Updated at 10:06AM EST
DocuSign (DOCU) Shares rose on Wednesday after the online signature selling group revealed a restructuring plan that will take place under new CEO Alan Thijson.
The group said it would cut about 9% of its workforce — or perhaps as many as 670 people — at a cost of about $35 million, as it heads toward “improving operating margin and supporting the company’s growth, size, and profitability goals,” according to its filing with the US Securities and Exchange Commission. The company said the plan should be “substantively complete” by the end of the current fiscal year.
DocuSign shares were ticked 3.5% higher in early trading Wednesday to trade at $54.80 per share, a move that would leave the stock tumble year-to-date by about 65%.

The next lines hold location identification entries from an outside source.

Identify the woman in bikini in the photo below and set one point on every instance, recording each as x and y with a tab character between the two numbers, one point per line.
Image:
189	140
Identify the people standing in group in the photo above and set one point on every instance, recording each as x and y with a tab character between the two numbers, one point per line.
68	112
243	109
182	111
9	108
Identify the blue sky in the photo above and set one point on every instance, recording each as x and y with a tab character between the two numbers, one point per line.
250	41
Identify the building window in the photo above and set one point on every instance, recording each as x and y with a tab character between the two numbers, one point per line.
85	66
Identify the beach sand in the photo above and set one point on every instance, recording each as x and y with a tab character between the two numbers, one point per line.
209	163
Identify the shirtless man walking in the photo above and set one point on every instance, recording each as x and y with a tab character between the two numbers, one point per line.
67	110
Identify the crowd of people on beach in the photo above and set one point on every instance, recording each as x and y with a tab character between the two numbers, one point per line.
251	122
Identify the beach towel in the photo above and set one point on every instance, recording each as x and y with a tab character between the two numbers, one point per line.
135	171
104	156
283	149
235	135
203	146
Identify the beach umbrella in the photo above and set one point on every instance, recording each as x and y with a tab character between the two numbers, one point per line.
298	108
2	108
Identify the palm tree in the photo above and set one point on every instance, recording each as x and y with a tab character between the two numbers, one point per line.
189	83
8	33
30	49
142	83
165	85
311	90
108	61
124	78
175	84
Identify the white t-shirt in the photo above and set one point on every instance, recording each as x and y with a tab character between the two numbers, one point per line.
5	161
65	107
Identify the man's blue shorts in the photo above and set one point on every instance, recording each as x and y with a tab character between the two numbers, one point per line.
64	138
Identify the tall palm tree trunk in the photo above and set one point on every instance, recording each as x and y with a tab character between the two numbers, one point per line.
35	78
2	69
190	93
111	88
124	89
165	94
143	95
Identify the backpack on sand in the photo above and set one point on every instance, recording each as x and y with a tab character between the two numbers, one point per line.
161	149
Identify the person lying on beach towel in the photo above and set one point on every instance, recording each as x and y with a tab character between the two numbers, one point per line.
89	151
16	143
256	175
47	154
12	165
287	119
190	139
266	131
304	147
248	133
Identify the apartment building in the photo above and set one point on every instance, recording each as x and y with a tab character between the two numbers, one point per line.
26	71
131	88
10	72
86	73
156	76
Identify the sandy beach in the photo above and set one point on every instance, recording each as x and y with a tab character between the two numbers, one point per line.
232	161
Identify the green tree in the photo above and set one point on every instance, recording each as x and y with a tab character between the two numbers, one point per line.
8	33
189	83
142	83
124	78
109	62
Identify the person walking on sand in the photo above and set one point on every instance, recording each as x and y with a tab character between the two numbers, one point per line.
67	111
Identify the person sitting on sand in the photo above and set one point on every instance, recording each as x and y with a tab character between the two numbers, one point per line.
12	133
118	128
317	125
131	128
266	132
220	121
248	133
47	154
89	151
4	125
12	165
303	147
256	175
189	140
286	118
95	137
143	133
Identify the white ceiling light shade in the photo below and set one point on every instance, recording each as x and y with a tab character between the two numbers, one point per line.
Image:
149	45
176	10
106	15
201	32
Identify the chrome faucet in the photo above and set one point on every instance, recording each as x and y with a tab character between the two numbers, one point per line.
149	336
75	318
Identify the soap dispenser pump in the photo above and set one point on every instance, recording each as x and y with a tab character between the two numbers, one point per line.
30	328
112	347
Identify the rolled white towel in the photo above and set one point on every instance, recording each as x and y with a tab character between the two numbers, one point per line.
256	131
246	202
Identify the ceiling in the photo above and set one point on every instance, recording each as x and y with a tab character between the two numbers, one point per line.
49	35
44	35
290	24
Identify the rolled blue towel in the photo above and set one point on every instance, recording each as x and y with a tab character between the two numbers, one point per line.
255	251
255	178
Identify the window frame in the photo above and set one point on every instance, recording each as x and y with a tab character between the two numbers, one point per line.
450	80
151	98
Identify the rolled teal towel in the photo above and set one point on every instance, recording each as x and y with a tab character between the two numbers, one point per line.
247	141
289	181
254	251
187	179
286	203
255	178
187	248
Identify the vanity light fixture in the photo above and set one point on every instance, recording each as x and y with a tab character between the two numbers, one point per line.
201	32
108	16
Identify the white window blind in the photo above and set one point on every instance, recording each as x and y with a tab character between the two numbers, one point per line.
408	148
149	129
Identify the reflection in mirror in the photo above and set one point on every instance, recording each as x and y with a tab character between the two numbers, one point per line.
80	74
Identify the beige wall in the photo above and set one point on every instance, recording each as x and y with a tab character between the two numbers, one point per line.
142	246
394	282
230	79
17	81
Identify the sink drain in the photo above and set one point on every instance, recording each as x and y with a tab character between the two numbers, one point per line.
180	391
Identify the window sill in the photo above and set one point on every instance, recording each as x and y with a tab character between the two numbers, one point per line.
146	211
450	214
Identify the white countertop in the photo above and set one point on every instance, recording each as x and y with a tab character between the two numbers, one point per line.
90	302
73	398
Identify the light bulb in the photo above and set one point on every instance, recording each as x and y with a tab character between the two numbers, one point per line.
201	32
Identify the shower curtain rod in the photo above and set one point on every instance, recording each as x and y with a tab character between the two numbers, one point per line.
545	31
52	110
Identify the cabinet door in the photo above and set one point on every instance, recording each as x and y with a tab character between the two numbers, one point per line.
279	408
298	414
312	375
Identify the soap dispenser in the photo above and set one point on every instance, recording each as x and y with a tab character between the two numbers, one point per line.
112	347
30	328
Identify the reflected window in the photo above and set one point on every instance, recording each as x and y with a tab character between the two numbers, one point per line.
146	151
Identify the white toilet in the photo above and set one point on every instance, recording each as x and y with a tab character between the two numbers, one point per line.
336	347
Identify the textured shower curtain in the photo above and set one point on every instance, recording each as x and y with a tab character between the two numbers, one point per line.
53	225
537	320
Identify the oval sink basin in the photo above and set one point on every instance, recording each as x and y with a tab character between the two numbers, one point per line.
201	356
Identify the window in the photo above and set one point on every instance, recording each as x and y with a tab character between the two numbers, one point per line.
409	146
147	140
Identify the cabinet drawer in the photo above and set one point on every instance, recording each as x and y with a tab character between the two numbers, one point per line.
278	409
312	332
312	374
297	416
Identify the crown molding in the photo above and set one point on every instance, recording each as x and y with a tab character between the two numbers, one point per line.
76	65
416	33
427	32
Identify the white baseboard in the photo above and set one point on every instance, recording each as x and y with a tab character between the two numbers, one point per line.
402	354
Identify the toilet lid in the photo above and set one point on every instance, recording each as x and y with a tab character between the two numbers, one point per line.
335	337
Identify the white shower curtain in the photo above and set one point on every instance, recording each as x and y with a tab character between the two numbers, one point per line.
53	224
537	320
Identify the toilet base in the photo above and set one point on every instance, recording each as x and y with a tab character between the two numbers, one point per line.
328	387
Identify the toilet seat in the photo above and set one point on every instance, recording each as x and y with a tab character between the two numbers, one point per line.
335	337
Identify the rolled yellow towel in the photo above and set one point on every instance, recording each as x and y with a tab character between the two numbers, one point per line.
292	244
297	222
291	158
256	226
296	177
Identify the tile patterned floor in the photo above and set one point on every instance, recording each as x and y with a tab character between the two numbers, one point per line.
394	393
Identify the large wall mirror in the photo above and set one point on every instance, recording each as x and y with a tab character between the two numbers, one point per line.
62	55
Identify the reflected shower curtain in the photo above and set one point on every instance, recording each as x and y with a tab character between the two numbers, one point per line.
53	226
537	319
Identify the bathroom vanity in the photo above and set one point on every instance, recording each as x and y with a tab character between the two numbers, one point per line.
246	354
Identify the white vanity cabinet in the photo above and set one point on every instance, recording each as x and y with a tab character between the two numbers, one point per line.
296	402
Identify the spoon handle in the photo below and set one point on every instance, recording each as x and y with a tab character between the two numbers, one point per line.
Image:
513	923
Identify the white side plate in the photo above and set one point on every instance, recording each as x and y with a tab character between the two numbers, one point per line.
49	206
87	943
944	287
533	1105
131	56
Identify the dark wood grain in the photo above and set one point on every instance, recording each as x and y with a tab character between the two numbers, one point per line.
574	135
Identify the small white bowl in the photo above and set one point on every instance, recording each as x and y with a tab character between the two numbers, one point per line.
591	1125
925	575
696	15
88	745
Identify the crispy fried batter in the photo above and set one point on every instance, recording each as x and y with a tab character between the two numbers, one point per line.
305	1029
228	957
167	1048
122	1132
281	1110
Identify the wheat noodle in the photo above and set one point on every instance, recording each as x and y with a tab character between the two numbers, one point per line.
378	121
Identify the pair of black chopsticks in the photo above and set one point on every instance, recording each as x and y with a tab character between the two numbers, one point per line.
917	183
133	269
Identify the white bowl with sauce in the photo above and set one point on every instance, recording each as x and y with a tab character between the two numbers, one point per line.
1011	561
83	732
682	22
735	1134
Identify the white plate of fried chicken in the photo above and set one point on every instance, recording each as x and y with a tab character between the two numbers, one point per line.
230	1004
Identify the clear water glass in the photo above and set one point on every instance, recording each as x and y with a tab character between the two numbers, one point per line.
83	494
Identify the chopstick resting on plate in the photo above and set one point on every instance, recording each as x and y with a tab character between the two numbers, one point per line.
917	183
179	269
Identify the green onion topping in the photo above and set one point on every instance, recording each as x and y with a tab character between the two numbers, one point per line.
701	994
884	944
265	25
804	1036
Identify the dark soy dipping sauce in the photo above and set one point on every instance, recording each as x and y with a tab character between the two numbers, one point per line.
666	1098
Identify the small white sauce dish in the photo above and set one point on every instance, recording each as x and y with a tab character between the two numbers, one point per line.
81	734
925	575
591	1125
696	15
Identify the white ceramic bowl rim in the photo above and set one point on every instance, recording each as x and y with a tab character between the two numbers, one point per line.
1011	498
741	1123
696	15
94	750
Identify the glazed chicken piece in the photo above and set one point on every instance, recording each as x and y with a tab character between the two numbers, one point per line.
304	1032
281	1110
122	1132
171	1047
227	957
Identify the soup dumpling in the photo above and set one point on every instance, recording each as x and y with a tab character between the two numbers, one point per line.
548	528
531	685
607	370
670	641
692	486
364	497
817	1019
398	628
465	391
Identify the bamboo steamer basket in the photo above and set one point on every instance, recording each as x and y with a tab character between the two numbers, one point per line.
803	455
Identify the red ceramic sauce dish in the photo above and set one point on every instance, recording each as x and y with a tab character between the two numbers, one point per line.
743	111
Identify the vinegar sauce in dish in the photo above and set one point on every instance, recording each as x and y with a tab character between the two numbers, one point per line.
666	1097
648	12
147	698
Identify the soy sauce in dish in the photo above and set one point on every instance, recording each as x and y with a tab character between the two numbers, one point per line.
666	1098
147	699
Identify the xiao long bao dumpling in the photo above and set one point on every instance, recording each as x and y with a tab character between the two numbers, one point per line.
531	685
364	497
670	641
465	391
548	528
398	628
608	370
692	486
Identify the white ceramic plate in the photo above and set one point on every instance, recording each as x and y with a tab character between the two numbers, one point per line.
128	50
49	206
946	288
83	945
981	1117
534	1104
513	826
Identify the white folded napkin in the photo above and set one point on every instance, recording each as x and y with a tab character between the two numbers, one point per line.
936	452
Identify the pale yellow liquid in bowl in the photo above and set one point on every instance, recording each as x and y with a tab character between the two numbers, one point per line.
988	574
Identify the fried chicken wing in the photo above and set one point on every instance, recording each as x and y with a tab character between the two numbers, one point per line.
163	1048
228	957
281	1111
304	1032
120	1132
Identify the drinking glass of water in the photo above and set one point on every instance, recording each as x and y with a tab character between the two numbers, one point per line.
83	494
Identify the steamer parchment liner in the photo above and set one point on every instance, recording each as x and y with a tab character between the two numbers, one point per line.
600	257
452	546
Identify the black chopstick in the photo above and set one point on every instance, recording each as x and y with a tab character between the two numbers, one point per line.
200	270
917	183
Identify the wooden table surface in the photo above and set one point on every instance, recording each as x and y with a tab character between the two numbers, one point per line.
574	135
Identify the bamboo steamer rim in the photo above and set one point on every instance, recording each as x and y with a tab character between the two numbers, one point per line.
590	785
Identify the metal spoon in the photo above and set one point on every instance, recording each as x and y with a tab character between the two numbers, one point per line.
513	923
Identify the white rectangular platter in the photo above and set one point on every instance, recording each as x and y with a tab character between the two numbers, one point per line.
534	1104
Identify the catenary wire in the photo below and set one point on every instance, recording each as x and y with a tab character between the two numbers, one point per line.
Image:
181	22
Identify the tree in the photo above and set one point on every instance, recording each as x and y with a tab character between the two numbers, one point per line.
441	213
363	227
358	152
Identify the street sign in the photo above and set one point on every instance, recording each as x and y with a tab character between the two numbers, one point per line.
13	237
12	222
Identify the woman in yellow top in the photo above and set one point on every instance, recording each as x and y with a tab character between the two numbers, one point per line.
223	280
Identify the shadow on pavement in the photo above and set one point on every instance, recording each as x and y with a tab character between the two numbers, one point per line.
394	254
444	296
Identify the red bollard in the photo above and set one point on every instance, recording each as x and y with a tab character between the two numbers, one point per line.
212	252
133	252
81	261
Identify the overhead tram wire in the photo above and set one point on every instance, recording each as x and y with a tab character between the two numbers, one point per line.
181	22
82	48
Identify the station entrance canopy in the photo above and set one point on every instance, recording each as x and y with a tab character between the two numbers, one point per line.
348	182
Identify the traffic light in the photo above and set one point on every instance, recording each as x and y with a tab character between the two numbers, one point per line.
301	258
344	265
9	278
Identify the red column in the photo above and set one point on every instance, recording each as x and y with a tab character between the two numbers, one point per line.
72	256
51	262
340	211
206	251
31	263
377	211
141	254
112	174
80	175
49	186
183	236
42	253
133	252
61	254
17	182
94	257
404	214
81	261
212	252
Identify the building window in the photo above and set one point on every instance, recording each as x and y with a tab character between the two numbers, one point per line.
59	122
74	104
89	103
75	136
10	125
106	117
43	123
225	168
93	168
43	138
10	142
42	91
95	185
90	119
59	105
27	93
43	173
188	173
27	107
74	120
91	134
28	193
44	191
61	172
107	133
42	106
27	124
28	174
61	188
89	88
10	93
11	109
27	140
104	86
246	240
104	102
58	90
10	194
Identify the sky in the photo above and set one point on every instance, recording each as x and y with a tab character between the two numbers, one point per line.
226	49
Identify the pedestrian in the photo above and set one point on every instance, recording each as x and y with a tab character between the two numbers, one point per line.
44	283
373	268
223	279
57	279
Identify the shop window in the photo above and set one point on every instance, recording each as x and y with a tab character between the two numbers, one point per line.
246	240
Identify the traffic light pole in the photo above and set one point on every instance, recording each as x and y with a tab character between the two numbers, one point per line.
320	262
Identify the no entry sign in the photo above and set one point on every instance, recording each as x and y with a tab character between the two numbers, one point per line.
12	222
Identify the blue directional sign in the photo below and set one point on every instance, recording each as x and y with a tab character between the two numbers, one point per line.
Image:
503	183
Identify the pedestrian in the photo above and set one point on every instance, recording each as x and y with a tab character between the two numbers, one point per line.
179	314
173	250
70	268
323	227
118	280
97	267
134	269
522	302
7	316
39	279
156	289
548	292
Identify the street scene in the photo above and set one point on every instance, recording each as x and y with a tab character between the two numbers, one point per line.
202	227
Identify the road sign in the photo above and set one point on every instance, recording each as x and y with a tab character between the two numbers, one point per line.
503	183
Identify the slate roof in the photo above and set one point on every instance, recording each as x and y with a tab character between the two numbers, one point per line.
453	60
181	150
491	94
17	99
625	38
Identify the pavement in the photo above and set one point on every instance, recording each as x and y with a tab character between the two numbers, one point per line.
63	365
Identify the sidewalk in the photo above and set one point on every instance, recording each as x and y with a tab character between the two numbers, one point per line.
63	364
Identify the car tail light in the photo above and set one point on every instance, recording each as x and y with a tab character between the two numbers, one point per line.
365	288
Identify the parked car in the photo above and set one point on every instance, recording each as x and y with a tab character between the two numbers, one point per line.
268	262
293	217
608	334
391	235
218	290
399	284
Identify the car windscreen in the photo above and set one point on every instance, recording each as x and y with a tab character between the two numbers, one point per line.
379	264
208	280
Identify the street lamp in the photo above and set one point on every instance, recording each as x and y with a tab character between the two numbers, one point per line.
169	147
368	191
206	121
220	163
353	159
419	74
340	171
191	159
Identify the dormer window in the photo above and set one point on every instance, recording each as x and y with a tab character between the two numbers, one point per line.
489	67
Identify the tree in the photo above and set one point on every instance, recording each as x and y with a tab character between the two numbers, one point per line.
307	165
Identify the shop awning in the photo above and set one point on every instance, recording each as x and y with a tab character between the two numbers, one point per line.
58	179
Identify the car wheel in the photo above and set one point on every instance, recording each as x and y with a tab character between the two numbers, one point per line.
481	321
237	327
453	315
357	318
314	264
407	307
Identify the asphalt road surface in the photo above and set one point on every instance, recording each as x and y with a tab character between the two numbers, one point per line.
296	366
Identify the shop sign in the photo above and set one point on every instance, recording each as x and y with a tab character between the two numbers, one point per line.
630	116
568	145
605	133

Late last week, DocuSign appointed Thygesen, the former CEO of Google Ads, as a permanent replacement for outgoing CEO Dan Springer, who has run the group since 2017. He will take over as CEO on October 10.
DocuSign, which has been struggling to attract investor interest as pandemic-era restrictions send more and more professionals back to their desks, earned 44 cents a share over the three months ending in July, beating Street expectations on a non-GAAP basis by nearly 2 cents. for each share.
The group also posted a 22% gain in revenue, $622.2 million, and said full-year sales will likely rise to $2.47-2.48 billion and bills between $2.57 billion and $2.57 billion, thanks in part to an expanded partnership with Microsoft. . (MSFT) Which will see the technology giant’s use of DocuSign’s products and services in contract management workflows.